SELECT customer.CustomerKey --returns 2216 rows ,SUM(sales.ExtendedAmount) as [sales] FROM [AdventureWorksDW2017].[dbo].[DimCustomer] customer INNER JOIN [AdventureWorksDW2017].[dbo].[FactInternetSales] sales ON customer.CustomerKey = sales.CustomerKey AND YEAR(sales.OrderDate) = 2011 GROUP BY customer.CustomerKey
The left outer join also joins two tables, but keeps records from the left table that did not have a match.
Continuing on the same example, what happens if we change our inner join to a left outer join? The below query (note the join type is the only change) now returns the full 18,484 rows.
The CustomerKeys that do not have any sales simply show a NULL in the sales column. This is the expected behavior from a Left Join - records from the left table that do not have a match will simply show a NULL in columns from the right table (unless specifically handled differently using a ISNULL or COALESCE function).
SELECT customer.CustomerKey --returns 18484 rows ,SUM(sales.ExtendedAmount) as [sales] FROM [AdventureWorksDW2017].[dbo].[DimCustomer] customer LEFT OUTER JOIN [AdventureWorksDW2017].[dbo].[FactInternetSales] sales ON customer.CustomerKey = sales.CustomerKey AND YEAR(sales.OrderDate) = 2011 GROUP BY customer.CustomerKey
Other common joins include the FULL OUTER JOIN and RIGHT JOIN. The Full Outer Join returns records from both tables and shows nulls where there was no match. The Right Join is just the opposite of our left join example above (keeps records from the right table).
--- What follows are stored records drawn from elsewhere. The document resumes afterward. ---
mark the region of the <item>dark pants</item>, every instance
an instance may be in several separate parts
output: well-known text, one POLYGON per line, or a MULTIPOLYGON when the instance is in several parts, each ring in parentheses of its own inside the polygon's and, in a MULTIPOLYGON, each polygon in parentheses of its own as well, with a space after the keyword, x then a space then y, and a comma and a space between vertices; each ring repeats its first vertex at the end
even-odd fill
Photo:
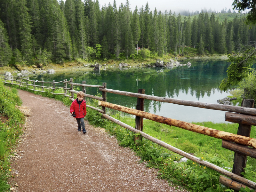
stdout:
POLYGON ((78 128, 82 128, 83 129, 85 129, 85 126, 84 125, 84 117, 83 118, 76 118, 76 122, 77 122, 78 128))

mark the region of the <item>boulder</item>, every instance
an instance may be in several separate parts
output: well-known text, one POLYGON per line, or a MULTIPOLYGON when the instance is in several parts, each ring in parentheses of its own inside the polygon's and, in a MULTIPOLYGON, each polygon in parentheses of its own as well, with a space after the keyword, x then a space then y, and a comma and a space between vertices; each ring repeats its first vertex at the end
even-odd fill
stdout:
POLYGON ((97 64, 95 65, 94 68, 93 69, 93 70, 94 71, 99 71, 100 70, 100 65, 97 63, 96 63, 97 64))
POLYGON ((164 66, 164 61, 159 59, 157 59, 155 63, 156 67, 163 67, 164 66))
POLYGON ((10 73, 10 72, 5 72, 5 73, 4 74, 4 75, 6 75, 6 76, 12 76, 12 74, 10 73))
POLYGON ((217 102, 222 105, 231 105, 231 102, 230 101, 233 100, 236 100, 237 99, 236 97, 233 97, 231 98, 228 97, 225 97, 222 99, 219 99, 217 100, 217 102))
POLYGON ((54 73, 55 73, 55 71, 54 70, 54 69, 48 69, 47 70, 47 73, 49 73, 49 74, 53 74, 54 73))
POLYGON ((24 70, 21 70, 21 71, 20 71, 20 73, 22 74, 27 74, 29 73, 29 72, 27 69, 25 69, 24 70))
POLYGON ((119 67, 127 67, 127 66, 128 66, 128 64, 124 63, 120 63, 119 64, 119 67))
POLYGON ((173 67, 173 65, 172 63, 167 62, 166 63, 166 65, 165 65, 165 66, 166 67, 173 67))

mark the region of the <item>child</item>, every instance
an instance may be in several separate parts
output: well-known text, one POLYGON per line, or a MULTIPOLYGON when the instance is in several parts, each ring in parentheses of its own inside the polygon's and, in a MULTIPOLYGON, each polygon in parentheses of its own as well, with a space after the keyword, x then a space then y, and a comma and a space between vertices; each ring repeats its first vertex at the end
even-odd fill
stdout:
POLYGON ((86 131, 84 121, 84 117, 86 115, 86 103, 83 100, 84 93, 79 91, 76 94, 76 99, 72 102, 70 107, 70 112, 72 116, 75 117, 78 125, 78 131, 81 131, 81 126, 83 128, 83 133, 85 134, 86 131))

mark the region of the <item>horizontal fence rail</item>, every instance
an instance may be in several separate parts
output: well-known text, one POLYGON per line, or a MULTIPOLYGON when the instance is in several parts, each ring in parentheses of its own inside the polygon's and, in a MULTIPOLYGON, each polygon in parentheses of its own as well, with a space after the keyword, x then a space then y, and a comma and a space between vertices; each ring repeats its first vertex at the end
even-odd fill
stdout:
MULTIPOLYGON (((141 89, 139 89, 139 93, 140 93, 110 89, 107 88, 107 84, 104 83, 102 83, 102 85, 90 85, 86 84, 85 81, 82 81, 82 84, 73 83, 72 78, 71 78, 70 80, 68 81, 65 79, 63 81, 55 82, 55 80, 53 80, 52 81, 44 81, 42 79, 42 81, 39 81, 35 80, 31 80, 29 79, 28 77, 7 76, 3 75, 0 76, 4 76, 3 77, 0 77, 0 78, 5 80, 5 81, 4 82, 4 82, 5 83, 26 87, 28 89, 35 91, 48 92, 55 95, 63 95, 64 97, 68 97, 69 100, 72 101, 75 100, 74 93, 77 93, 79 92, 74 90, 74 86, 82 86, 82 91, 84 93, 84 99, 86 100, 86 97, 89 97, 98 100, 99 106, 101 107, 101 109, 88 105, 86 105, 86 107, 98 111, 99 113, 102 115, 104 118, 125 127, 134 132, 137 133, 140 133, 141 134, 140 135, 141 135, 141 136, 157 144, 187 157, 196 163, 212 169, 225 176, 230 177, 232 179, 220 175, 220 177, 219 182, 237 191, 239 190, 241 187, 243 187, 244 188, 246 186, 249 187, 251 189, 256 188, 256 183, 244 178, 243 176, 240 174, 241 172, 240 171, 243 170, 243 168, 245 167, 247 156, 256 158, 256 149, 255 148, 256 148, 256 139, 250 137, 251 125, 256 125, 256 109, 252 108, 254 103, 253 100, 244 99, 242 102, 242 107, 231 106, 153 96, 142 94, 145 93, 145 90, 141 89), (16 79, 14 79, 14 78, 16 79), (19 79, 20 80, 18 80, 18 79, 19 79), (7 82, 7 81, 8 82, 7 82), (25 82, 26 81, 27 82, 25 82), (18 82, 19 84, 14 83, 14 82, 18 82), (33 82, 33 84, 30 84, 29 82, 33 82), (41 84, 41 85, 35 84, 36 83, 39 83, 41 84), (64 86, 62 86, 59 87, 55 87, 56 84, 61 83, 64 84, 64 86), (50 84, 50 86, 44 86, 44 83, 49 83, 51 84, 50 84), (22 84, 25 84, 25 85, 21 85, 22 84), (69 85, 70 87, 68 87, 68 84, 69 85), (52 87, 51 86, 51 85, 52 85, 52 87), (33 89, 29 88, 29 86, 33 86, 33 89), (36 89, 36 87, 40 87, 41 90, 36 89), (102 97, 86 94, 85 90, 86 87, 99 88, 99 90, 102 92, 102 97), (45 91, 44 88, 45 88, 48 91, 45 91), (63 89, 64 92, 55 93, 54 92, 55 90, 58 89, 63 89), (49 92, 50 90, 52 91, 52 92, 49 92), (71 95, 68 94, 67 92, 68 91, 71 95), (107 92, 137 98, 136 109, 135 109, 107 102, 107 92), (145 99, 178 105, 227 111, 225 114, 225 120, 227 121, 239 124, 237 134, 168 118, 144 112, 144 106, 145 99), (106 114, 106 108, 136 116, 136 128, 133 128, 106 114), (235 152, 235 160, 233 172, 204 161, 144 133, 143 132, 142 130, 143 118, 164 123, 171 126, 175 126, 193 132, 222 140, 221 147, 235 152), (253 148, 251 148, 250 147, 253 148), (244 159, 243 163, 240 163, 240 159, 244 159), (245 162, 244 161, 244 159, 245 162), (234 166, 235 167, 234 167, 234 166), (240 169, 239 171, 237 170, 238 169, 237 167, 238 167, 238 169, 240 169)), ((141 137, 140 136, 135 137, 134 141, 135 142, 136 140, 140 139, 141 137)))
Different join types can give different results, particularly in cases where two tables do not have exact matches or lookups from one to the other. To determine which type of join to use, you should test the tables to ensure that all the keys exist from one to another (you could even do something similar to the examples above, but removing the year restriction for example).
An Inner Join can perform better and should be used where possible; however, based on the question you are looking to answer, a LEFT or FULL OUTER join may be the best choice if you want to show NULLs or Zeroes for records that did not have a lookup/match in the secondary table.
Play around with the different join types to become familiar with the syntax and how the different types affect results. Choose a fact table that you want to aggregate metrics on, pick one or more dimension keys, and start to build out the joins. You can join more than one table to build more complex queries that return richer datasets.